U.S. Commerce Secretary Wilbur Ross confirms the negotiation is just getting to the real hard issues. While the talks are confidential, the statements from Canadian and Mexican officials afterward indicate they are not exactly thrilled with the punches the United States is throwing.
Speaking at the Toronto Global Forum, Reuters reports Canada’s Minister of Foreign Affairs Chrystia Freeland said the United States had presented some “troubling” proposals in the NAFTA talks.
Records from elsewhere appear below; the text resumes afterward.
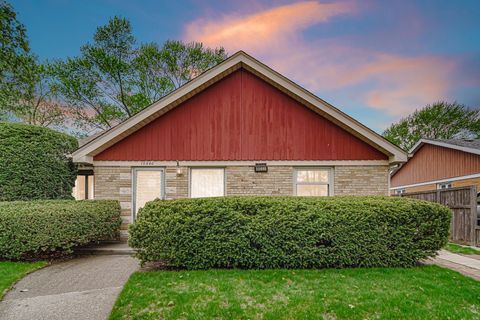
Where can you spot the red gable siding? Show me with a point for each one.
(435, 163)
(241, 118)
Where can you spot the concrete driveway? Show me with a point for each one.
(82, 288)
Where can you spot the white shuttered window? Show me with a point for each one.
(207, 182)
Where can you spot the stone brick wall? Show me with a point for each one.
(116, 183)
(245, 181)
(176, 186)
(361, 180)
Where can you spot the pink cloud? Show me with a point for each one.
(395, 84)
(265, 30)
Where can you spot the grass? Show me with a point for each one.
(427, 292)
(11, 272)
(456, 248)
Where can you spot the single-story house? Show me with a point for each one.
(438, 164)
(239, 128)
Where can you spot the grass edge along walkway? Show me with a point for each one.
(426, 292)
(12, 272)
(456, 248)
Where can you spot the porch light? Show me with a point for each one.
(261, 167)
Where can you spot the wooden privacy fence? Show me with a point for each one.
(463, 203)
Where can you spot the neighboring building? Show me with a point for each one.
(438, 164)
(238, 129)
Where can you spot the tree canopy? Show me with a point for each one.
(441, 120)
(14, 56)
(113, 78)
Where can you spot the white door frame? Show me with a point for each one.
(134, 185)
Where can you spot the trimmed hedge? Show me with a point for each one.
(35, 163)
(289, 232)
(32, 229)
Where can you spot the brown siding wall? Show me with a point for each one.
(455, 184)
(435, 163)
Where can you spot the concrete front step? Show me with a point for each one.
(109, 248)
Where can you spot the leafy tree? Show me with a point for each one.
(37, 104)
(14, 56)
(25, 93)
(440, 120)
(114, 78)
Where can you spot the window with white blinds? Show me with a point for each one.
(312, 182)
(207, 182)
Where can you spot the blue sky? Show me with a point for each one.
(375, 60)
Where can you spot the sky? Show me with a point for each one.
(377, 61)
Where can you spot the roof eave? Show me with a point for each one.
(239, 59)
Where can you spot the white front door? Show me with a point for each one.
(147, 186)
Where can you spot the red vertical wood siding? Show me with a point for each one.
(241, 118)
(432, 163)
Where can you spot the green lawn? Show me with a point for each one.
(11, 272)
(427, 292)
(455, 248)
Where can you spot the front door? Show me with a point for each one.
(147, 186)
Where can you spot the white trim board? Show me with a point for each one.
(235, 62)
(471, 176)
(442, 144)
(238, 163)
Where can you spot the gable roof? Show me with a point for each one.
(239, 60)
(469, 146)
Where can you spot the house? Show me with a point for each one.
(239, 128)
(438, 164)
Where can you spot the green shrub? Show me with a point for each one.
(35, 163)
(30, 229)
(289, 232)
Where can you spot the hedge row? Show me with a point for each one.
(30, 229)
(289, 232)
(35, 163)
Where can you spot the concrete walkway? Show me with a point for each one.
(82, 288)
(468, 266)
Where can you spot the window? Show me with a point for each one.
(444, 185)
(313, 182)
(148, 186)
(207, 182)
(83, 188)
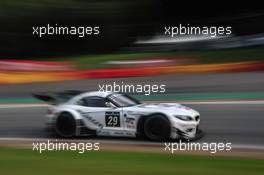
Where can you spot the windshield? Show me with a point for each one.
(123, 100)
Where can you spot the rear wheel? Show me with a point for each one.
(157, 128)
(65, 125)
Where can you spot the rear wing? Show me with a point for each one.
(56, 98)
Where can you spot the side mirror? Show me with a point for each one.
(110, 105)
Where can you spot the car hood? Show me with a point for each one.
(167, 108)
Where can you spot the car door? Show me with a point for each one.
(94, 109)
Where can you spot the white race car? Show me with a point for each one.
(75, 113)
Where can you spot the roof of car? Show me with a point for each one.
(97, 93)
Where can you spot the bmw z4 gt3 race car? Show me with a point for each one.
(75, 113)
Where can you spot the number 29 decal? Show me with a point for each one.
(112, 119)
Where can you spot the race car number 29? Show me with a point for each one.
(112, 119)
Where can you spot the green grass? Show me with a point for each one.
(26, 162)
(199, 56)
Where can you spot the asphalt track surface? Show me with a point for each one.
(235, 123)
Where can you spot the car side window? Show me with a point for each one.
(92, 102)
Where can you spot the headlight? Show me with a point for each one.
(184, 117)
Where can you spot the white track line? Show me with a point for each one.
(119, 142)
(255, 102)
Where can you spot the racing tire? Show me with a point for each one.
(157, 128)
(65, 125)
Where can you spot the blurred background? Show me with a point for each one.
(221, 77)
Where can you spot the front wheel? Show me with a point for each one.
(157, 128)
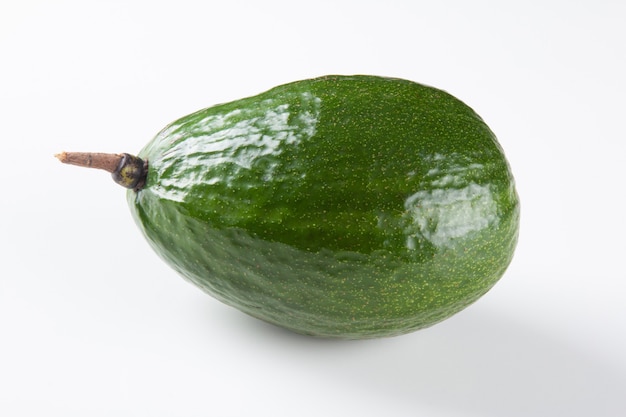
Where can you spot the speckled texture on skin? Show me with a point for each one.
(342, 206)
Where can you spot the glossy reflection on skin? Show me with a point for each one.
(346, 207)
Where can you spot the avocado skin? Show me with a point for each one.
(342, 206)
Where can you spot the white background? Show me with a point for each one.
(92, 323)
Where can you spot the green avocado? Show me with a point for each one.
(342, 206)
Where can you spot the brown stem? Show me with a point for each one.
(127, 170)
(106, 161)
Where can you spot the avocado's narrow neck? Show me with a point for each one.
(127, 170)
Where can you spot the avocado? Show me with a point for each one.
(341, 206)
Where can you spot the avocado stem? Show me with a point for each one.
(127, 170)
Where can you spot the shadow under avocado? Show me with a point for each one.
(478, 363)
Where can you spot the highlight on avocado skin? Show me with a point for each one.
(341, 206)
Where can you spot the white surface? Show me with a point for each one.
(92, 323)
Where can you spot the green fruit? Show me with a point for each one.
(342, 206)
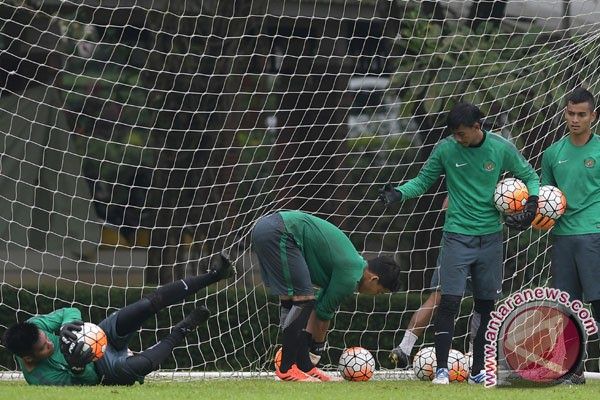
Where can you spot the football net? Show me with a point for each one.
(139, 138)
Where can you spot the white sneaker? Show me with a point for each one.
(441, 377)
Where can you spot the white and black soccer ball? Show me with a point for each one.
(510, 195)
(356, 364)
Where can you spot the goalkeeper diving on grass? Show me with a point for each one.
(298, 251)
(48, 353)
(473, 161)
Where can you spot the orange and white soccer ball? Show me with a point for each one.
(356, 364)
(425, 364)
(510, 195)
(277, 359)
(93, 337)
(552, 202)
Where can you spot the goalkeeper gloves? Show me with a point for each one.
(542, 223)
(523, 220)
(388, 195)
(67, 334)
(77, 357)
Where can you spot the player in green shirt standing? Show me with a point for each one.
(296, 252)
(473, 161)
(573, 165)
(45, 350)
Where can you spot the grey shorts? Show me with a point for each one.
(283, 267)
(113, 367)
(575, 265)
(477, 256)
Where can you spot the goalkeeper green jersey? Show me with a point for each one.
(55, 369)
(575, 170)
(333, 262)
(472, 174)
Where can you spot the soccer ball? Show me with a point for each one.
(425, 364)
(552, 203)
(92, 337)
(458, 366)
(510, 195)
(277, 359)
(356, 364)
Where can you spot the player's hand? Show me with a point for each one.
(316, 351)
(388, 195)
(523, 220)
(542, 223)
(77, 357)
(67, 334)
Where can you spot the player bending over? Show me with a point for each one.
(43, 345)
(296, 252)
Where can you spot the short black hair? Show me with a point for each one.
(388, 272)
(465, 114)
(580, 95)
(20, 338)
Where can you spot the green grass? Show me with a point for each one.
(270, 389)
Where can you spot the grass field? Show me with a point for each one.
(270, 389)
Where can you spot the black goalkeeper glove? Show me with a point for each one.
(316, 351)
(388, 195)
(77, 357)
(523, 220)
(67, 334)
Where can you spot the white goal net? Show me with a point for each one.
(139, 138)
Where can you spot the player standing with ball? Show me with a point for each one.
(573, 165)
(473, 161)
(49, 353)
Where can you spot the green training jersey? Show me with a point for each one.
(472, 174)
(575, 170)
(55, 369)
(334, 263)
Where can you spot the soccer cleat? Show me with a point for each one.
(477, 379)
(441, 377)
(322, 376)
(400, 358)
(574, 378)
(222, 268)
(294, 375)
(195, 318)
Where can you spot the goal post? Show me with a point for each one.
(139, 138)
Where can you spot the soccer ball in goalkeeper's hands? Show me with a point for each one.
(510, 195)
(552, 202)
(356, 364)
(425, 364)
(92, 337)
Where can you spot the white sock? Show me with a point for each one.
(408, 342)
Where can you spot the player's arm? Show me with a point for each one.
(516, 163)
(55, 320)
(415, 187)
(542, 222)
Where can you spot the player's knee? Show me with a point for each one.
(298, 316)
(484, 307)
(449, 304)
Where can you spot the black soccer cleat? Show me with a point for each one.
(194, 319)
(400, 358)
(222, 267)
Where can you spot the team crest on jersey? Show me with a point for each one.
(489, 166)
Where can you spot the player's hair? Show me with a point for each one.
(580, 95)
(20, 338)
(388, 272)
(465, 114)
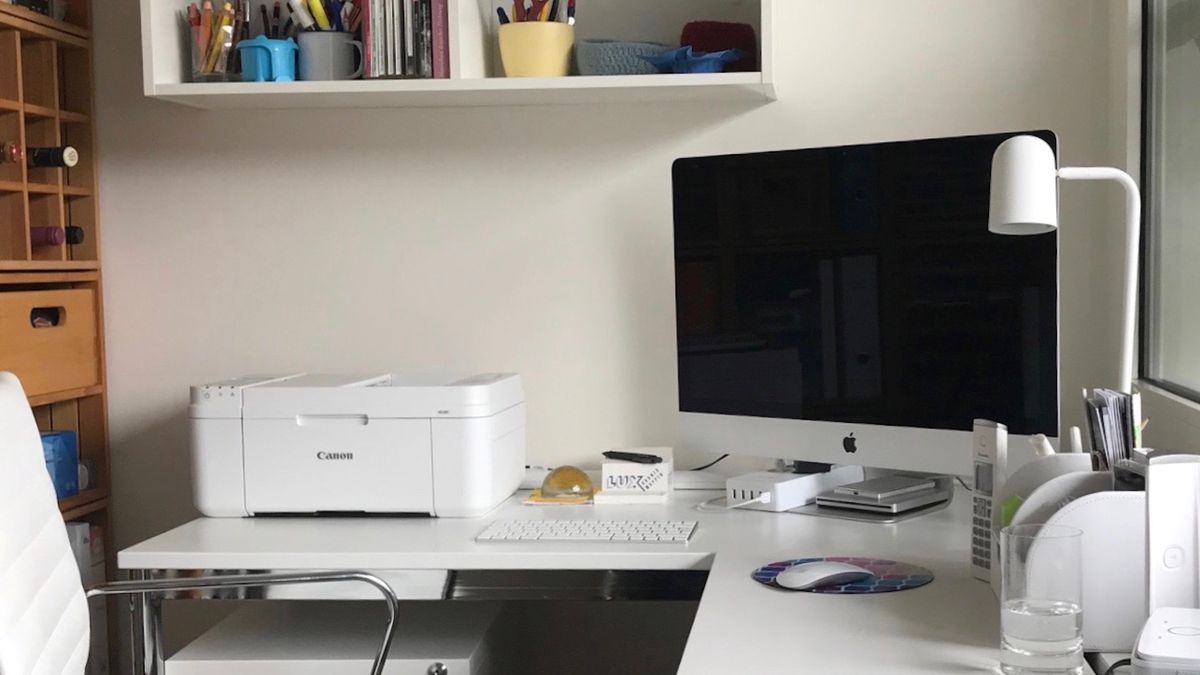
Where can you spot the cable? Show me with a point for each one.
(1119, 664)
(712, 464)
(711, 505)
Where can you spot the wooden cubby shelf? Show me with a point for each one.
(46, 94)
(51, 297)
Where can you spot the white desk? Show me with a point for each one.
(951, 626)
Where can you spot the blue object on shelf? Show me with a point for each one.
(687, 60)
(268, 60)
(61, 453)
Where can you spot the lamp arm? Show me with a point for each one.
(1133, 246)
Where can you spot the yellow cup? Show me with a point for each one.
(537, 48)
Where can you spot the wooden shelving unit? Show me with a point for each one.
(475, 73)
(46, 100)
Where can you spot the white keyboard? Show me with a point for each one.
(587, 531)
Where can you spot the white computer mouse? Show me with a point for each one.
(821, 573)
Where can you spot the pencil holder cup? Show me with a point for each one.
(537, 48)
(268, 60)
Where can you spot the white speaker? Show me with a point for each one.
(1173, 530)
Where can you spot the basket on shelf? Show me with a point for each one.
(616, 57)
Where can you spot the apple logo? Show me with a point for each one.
(850, 443)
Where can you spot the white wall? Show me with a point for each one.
(528, 239)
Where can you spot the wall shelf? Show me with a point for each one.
(65, 395)
(54, 266)
(484, 91)
(88, 501)
(475, 71)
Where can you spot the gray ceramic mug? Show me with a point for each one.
(329, 55)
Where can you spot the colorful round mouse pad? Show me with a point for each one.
(889, 575)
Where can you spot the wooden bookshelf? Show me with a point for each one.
(46, 99)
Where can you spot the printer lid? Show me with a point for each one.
(382, 396)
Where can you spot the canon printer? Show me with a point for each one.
(345, 444)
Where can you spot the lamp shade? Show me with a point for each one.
(1024, 187)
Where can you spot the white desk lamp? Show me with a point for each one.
(1025, 201)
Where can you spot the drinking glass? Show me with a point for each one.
(1041, 615)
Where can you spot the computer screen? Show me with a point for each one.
(861, 286)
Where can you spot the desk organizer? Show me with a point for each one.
(1114, 543)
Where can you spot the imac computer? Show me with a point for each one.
(849, 305)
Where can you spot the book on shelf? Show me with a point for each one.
(406, 39)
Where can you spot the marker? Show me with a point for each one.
(303, 16)
(318, 15)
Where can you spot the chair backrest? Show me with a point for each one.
(43, 614)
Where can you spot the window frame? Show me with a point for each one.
(1147, 311)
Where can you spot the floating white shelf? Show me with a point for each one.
(485, 91)
(474, 64)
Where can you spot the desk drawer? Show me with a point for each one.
(61, 356)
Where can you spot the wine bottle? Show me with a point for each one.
(75, 234)
(47, 236)
(11, 153)
(53, 157)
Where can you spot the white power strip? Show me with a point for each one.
(786, 490)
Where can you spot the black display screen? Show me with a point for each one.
(862, 285)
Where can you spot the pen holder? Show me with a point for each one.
(268, 60)
(537, 48)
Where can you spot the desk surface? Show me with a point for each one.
(951, 626)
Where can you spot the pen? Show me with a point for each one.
(639, 458)
(318, 15)
(219, 45)
(303, 17)
(335, 11)
(193, 21)
(205, 31)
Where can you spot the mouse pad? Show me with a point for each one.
(889, 575)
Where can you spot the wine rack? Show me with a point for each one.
(46, 100)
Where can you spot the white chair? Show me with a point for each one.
(43, 611)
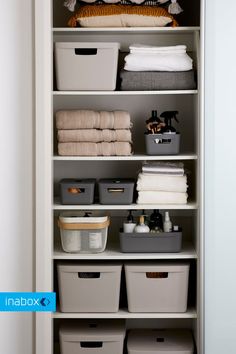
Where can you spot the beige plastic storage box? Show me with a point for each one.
(89, 287)
(80, 234)
(86, 66)
(92, 337)
(157, 287)
(148, 341)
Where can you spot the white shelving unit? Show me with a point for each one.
(50, 168)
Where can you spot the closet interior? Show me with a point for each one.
(188, 216)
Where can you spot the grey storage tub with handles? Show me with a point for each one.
(160, 341)
(162, 144)
(89, 287)
(151, 242)
(157, 286)
(92, 337)
(86, 66)
(77, 191)
(116, 191)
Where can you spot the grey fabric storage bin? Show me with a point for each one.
(147, 341)
(86, 66)
(92, 337)
(157, 80)
(77, 191)
(150, 243)
(89, 287)
(116, 191)
(162, 144)
(157, 287)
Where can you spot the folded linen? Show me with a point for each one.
(146, 49)
(94, 135)
(169, 168)
(159, 197)
(95, 149)
(158, 62)
(162, 182)
(88, 119)
(157, 80)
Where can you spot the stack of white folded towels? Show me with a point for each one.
(152, 58)
(162, 183)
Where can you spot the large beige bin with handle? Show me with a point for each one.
(89, 287)
(157, 341)
(157, 287)
(92, 337)
(86, 66)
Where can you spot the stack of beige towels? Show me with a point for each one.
(162, 183)
(94, 133)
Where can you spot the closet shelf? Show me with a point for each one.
(124, 93)
(124, 30)
(123, 313)
(113, 253)
(127, 158)
(188, 206)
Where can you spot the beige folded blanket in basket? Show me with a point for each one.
(94, 135)
(95, 149)
(88, 119)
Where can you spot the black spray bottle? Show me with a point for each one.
(168, 116)
(156, 221)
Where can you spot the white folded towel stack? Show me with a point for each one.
(162, 183)
(152, 58)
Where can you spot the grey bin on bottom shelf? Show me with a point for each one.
(89, 287)
(157, 286)
(162, 144)
(92, 336)
(160, 341)
(77, 191)
(116, 191)
(151, 242)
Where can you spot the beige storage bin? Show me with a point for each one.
(81, 234)
(157, 287)
(89, 287)
(92, 337)
(147, 341)
(86, 66)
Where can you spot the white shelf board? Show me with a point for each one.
(127, 158)
(124, 30)
(113, 253)
(188, 206)
(124, 314)
(124, 93)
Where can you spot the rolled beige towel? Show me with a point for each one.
(95, 149)
(88, 119)
(93, 135)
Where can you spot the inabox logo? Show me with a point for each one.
(31, 302)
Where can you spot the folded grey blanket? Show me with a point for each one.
(157, 80)
(88, 119)
(94, 135)
(95, 149)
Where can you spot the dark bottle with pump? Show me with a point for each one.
(156, 221)
(154, 124)
(168, 116)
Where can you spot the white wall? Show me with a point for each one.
(16, 190)
(220, 238)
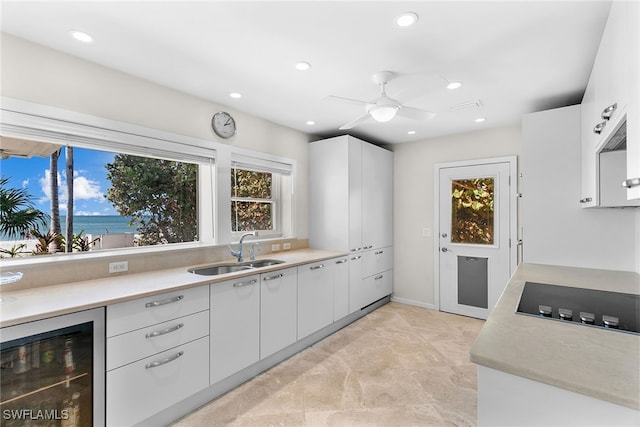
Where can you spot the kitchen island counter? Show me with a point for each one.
(591, 361)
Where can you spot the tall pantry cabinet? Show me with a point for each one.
(351, 210)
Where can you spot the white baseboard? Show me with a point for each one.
(412, 302)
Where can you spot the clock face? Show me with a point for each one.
(223, 125)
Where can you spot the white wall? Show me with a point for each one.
(33, 73)
(556, 230)
(414, 202)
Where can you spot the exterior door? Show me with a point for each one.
(475, 258)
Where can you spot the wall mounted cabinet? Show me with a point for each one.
(611, 114)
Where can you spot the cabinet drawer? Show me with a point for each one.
(141, 389)
(377, 260)
(145, 342)
(142, 312)
(379, 285)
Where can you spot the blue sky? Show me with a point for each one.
(89, 181)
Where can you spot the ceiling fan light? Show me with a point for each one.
(383, 113)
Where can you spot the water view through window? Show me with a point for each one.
(119, 200)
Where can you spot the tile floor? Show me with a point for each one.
(398, 366)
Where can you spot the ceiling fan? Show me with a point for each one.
(384, 109)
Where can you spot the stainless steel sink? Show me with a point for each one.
(262, 263)
(213, 270)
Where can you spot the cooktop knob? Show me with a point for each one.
(565, 314)
(610, 321)
(587, 318)
(544, 310)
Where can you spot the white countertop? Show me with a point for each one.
(592, 361)
(27, 305)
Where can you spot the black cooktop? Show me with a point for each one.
(612, 311)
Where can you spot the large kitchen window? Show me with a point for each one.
(261, 195)
(130, 188)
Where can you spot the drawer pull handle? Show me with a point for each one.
(164, 301)
(164, 361)
(247, 283)
(164, 331)
(633, 182)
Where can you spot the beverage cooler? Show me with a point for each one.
(52, 371)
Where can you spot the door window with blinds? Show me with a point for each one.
(261, 195)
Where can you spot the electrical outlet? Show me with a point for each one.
(118, 267)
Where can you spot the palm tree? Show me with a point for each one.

Later, in a press conference, Freeland criticized a one-sided strategy in NAFTA negotiations after U.S. Commerce Secretary Ross said he wasn’t prepared to make concessions to reach a deal.
Meanwhile, in the United States, groups are waging bets if President Trump’s next move is withdrawing from NAFTA altogether. A move, very few in agriculture would cheer on at ringside. Mexico warned if Trump pulls out of NAFTA, they will strengthen ties with other trading partners.
Eighty-seven food and agricultural organizations on Oct. 25 sent a letter to Ross disputing his recent assertions that there is no world oversupply of agricultural products and that the threat to American agriculture from a United States withdrawal from the NAFTA was an “empty threat.”
Yet, Ross said in a New York conference if the United States doesn't secure substantive changes to NAFTA, President Trump will make every effort to withdraw the country from the 23-year-old treaty. “The president is not a bluffer,” Ross said.
By the numbers
So eliminating any doubt, the agriculture group put the numbers to pen. As outlined in the letter, if Canada, Mexico and the United States return to “most favored nation” tariff rates upon any withdrawal from NAFTA, here is some of the impact by the numbers.
A net loss of 256,000 U.S. jobs, a net loss of at least 50,000 jobs in the U.S. food and agriculture industry
A drop in gross domestic product of $13 billion from the farm sector alone
Mexico and Canada account for nearly 40% of U.S. pork export volume. An economic analysis by Iowa State University found that withdrawal would decrease total U.S. pork production by 5%, resulting in an aggregate industry loss of around $1.5 billion, jeopardizing more than 16,200 U.S. jobs.
The United States exported $3.2 billion worth of corn to Mexico and Canada last year, supporting 25,000 sector jobs. Withdrawal would cause U.S. production to fall by an average of 150 million bushels annually, erasing $800 million in value and increasing the need for farm program payments by $1.2 billion.
70, 27, 16
Looking at the other animal proteins, U.S. beef exports to Mexico and Canada exceeded $1.7 billion and accounted for 27% of total U.S. beef exports. In 2016, U.S. poultry exports were 7.95 billion pounds, over 16% of total production. Almost 70% of U.S. turkey exports go to Mexico.
While agriculture recognizes some sectors benefit from a NAFTA 2.0, the numbers support any revamping should include “do no harm” to agriculture and withdraw will have a long-lasting negative effect.